Honne on Home

JAPANESE VERSION 日本語版はこちら

Honne (本音) is a Japanese word that means ‘true feelings’. Throughout his life experiences, Yasser’s true feelings on what home means for him has evolved.

Home is a concept seemingly simple and straightforward at first thought: a place of comfort and love, of safety, security, and stability–a place of solace, a place that pulls you to return. For those who have crossed borders, however, home is more complex. Professor Rosemary Marangoly George, for instance, in her book “The Politics of Home”, offered an alternative view of home, in that “Homes are places of violence and nurturing….Home is a place to escape to and a place to escape from.” Refugees, subjected to situations that harm their security, are left with no choice but to flee the only home they have ever known. Yasser had never intended to leave Syria–his mom had a good job, he was pursuing university and was dedicated to his blooming soccer career, but their unsafe circumstances forced them to do so.

As they left Syria, they carried with them their image and memory of this home. As Hamid Naficy (1999), a scholar of the cultural studies of diaspora said “Home is anyplace; it is temporary and it is moveable; it can be built, rebuilt, and carried in memory and by acts of imagination”. 

Growing up under Assad’s regime, Yasser’s life has been marked by desensitization to war. He grew up in an abusive regime where many were suppressed. Nonetheless, being born and raised in Syria, home has always been the housing complex he shared with his many relatives––the place he grew up in, close to where he attended school.

Yasser (with the hat in the middle) and his Junior High School classmates

 Home has always been where he first took an interest in soccer.

Yasser playing soccer

Home has always been in the city his university was.

Damascus University

But as he was forced to a new life, Yasser’s perspective of home has greatly changed–Syria and he has changed.

Yasser expresses that the Syria that he knew has changed a lot

“Syria has changed a lot. It’s not the Syria that we grew up with. The regime image is everywhere now. When you walk on the street, it has the regime’s Syrian flag or Bashar al-Assad’s picture.” 

Syria in 2021 (Reuters)

With the years passing, Yasser has lost affinity to the Syria that he once called home. This fading feeling of connection to a place you had once felt a sense of belonging to is bittersweet. Often, many people–including refugees–firmly believe that it is imperative to never forget where they came from–that the end goal is to always return to their ‘home’ country. After all, the UNHCR Handbook on Voluntary Repatriation states that they are “working towards and implementing voluntary repatriation to give refugees a chance to break away from being victims of persecution and to become a genuine part of the solution”. However, many also recognize the danger of coming back, and more importantly, the choice of moving on, carrying the memories and lessons of the home that once was, and moving forward to a future of new opportunities, safety, and security.

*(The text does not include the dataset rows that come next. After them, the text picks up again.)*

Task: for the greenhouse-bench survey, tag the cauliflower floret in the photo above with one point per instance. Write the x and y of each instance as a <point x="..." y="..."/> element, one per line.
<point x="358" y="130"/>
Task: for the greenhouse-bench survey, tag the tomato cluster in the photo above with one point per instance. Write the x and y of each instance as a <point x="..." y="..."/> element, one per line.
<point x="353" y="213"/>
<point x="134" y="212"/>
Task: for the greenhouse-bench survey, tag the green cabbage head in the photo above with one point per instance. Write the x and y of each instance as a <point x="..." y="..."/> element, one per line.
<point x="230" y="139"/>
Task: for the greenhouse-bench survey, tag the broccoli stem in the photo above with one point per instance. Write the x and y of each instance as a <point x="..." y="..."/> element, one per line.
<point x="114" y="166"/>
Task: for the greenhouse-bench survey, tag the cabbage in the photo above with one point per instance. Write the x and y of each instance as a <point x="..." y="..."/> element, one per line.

As the years pass by, Yasser’s connection with Syria fades

“When we say home, it’s mostly family, and since I have all my family here, nothing much to miss there.”

But even though he no longer deems Syria to be his home, he still finds a sense of affinity with his fellow Syrians. When he first got to Japan, however, that was not the case; Yasser had his goal set on building his future, “I kept myself away from, not just Syrians, Arabs in general like everyone. I just wanted to deal with Japanese, foreigners, and whatever my future will be, you know, like to build it.” But after getting stability in his new life as an actor, he is keen on supporting fellow Syrians, “I wanna help, I wanna support any other Syrians, any other student, anyone who came to this country. I wanna do the same thing. Just because I’ve been treated badly doesn’t mean I’m gonna treat other people badly. When I have the power, when I have the ability, information, support to give, I’m always up to, I’m always free to do so.”

Yasser is willing to support his fellow Syrians, especially those who have come to Japan to seek refuge because he knows, from personal experience, that with everything that they have been through, the least that they can get is compassion from others. As of now, Yasser’s honne on home is the belief that it is not merely a place. Home to him may not be Syria anymore, but he still finds a sense of belonging to the people who have suffered, endured, and braved the same hardships he did. While the end goal for Yasser is no longer to return to Syria, he is not turning back to his ‘home’, as he is looking to his fellow Syrians–to people, like him, who he believes deserve a chance at a new life- to support them as they start anew.

To Yasser, Syrians are victims but also survivors

Like Yasser, many refugees around the world fall victim to the circumstances they find themselves under. War, chaos, conflict… They wake up every day with uncertainty, not knowing what tomorrow may bring. It is an undeniably difficult situation, one that forces you out of the only life that you have known. But while the experience of conflict is shared among all refugees, there is no one marked path determining where they go from there. Stories of seeming success like that of Yasser’s prove the constancy of uncertainty and change. Being a refugee changes one’s life, one’s perspectives, and one’s meaning of things–of stability, of success, of family, and of home.